Question

The average life of Canadian women is 73.75 years, and the standard deviation of the life expectancy of Canadian women is 6.5 years. Based on Chebyshev's theorem, determine the upper and lower bounds on the average life expectancy of Canadian women such that at least 90 percent of the population is included. a. 53.20; 94.30b. 66.38, 81.13 c. 67.25, 80.25 d. 12.09, 135.41

Answer 1

Using Chebyshev's theorem to find the range of life expectancy for Canadian women that includes at least 90% of the population, the lower and upper bounds are approximately 53.21 years and 94.29 years, respectively.

Step-by-step explanation:

The question pertains to calculating bounds on life expectancy using Chebyshev's theorem, which is a statistical rule that applies to different types of distributions, regardless of their shape. To calculate the bounds that include at least 90% of the data for the life expectancy of Canadian women, where the mean is 73.75 years, and the standard deviation is 6.5 years, we need to use the formula k = 1/√(1-(1/p)), where p is the proportion of the population.
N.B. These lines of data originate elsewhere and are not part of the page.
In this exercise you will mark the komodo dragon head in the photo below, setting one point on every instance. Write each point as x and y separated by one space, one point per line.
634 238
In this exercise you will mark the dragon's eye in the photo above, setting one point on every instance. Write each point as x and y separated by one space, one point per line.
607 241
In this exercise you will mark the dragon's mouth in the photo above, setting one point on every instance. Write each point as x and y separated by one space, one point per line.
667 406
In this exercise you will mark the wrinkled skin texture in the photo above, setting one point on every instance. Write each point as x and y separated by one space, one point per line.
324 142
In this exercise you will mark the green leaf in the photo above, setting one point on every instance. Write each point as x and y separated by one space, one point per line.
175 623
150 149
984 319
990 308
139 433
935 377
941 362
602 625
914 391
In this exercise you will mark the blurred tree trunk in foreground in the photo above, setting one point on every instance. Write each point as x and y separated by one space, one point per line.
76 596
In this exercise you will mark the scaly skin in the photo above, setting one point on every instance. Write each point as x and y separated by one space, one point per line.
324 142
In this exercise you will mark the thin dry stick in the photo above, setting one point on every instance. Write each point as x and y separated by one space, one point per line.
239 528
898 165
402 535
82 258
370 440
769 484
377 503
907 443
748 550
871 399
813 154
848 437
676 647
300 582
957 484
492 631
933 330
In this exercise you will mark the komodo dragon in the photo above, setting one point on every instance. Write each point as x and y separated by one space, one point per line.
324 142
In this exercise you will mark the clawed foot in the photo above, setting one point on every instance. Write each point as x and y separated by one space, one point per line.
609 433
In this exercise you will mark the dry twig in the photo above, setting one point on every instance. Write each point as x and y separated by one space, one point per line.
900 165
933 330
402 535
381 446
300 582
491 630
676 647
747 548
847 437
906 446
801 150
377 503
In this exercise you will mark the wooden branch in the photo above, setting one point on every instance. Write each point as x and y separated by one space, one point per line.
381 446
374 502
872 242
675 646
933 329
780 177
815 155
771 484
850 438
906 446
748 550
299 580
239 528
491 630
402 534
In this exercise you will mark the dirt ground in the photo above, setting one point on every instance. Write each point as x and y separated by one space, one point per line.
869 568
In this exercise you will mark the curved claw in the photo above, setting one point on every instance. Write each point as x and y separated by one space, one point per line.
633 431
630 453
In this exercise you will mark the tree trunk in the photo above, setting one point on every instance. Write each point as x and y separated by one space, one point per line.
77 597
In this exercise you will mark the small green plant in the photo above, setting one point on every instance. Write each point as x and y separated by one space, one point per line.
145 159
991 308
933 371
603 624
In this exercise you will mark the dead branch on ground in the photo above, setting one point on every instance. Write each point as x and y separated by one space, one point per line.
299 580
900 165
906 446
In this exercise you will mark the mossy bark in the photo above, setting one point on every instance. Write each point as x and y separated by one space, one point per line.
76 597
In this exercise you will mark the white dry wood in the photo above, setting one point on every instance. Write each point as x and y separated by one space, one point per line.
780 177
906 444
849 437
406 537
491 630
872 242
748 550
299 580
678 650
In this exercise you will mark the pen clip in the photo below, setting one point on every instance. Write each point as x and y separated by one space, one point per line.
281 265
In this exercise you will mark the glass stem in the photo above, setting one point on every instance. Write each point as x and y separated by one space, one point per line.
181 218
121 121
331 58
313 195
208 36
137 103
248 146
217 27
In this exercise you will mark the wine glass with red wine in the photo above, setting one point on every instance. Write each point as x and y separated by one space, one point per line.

In this case, since we want to include at least 90% of the population, p=0.9.

First, we solve for k:

k = 1/√(1-(1/0.9))
k ≈ 3.16

Then, we multiply k by the standard deviation and subtract it from and add it to the mean to find the bounds:

Lower Bound = Mean - k * Standard Deviation
Lower Bound = 73.75 - (3.16 * 6.5) ≈ 53.21

Upper Bound = Mean + k * Standard Deviation
Upper Bound = 73.75 + (3.16 * 6.5) ≈ 94.29

Therefore, the bounds are approximately 53.21 years and 94.29 years, which corresponds to option a. 53.20; 94.30.

Answer 2

a. 53.20; 94.30

Step-by-step explanation:

Data given

`\mu =73.75` reprsent the population mean

`\sigma=6.5` represent the population standard deviation

The Chebyshev's Theorem states that for any dataset

• We have at least 75% of all the data within two deviations from the mean.

• We have at least 88.9% of all the data within three deviations from the mean.

• We have at least 93.8% of all the data within four deviations from the mean.

Or in general words "For any set of data (either population or sample) and for any constant k greater than 1, the proportion of the data that must lie within k standard deviations on either side of the mean is at least:
`1-(1)/(k^2)`

We want the limits that have at least 90% of the population is include. And using the theorem we have this:

`0.9 =1-(1)/(k^2)`

And solving for k we have this:

`(1)/(k^2)=0.1`

`k^2 =(1)/(0.1)=10`

`k=\pm 3.162`

So then we need the limits between two deviations from the mean in order to have at least 90% of the data will reside.

Lower bound:

`\mu -3.162\sigma=73.75-3.162(6.5)=53.195 \apporx 53.20`

Upper bound:

`\mu +3.192\sigma=73.75+3.162(6.5)=94.304 \approx 94.30`

So the final answer would be between (53.20;94.30)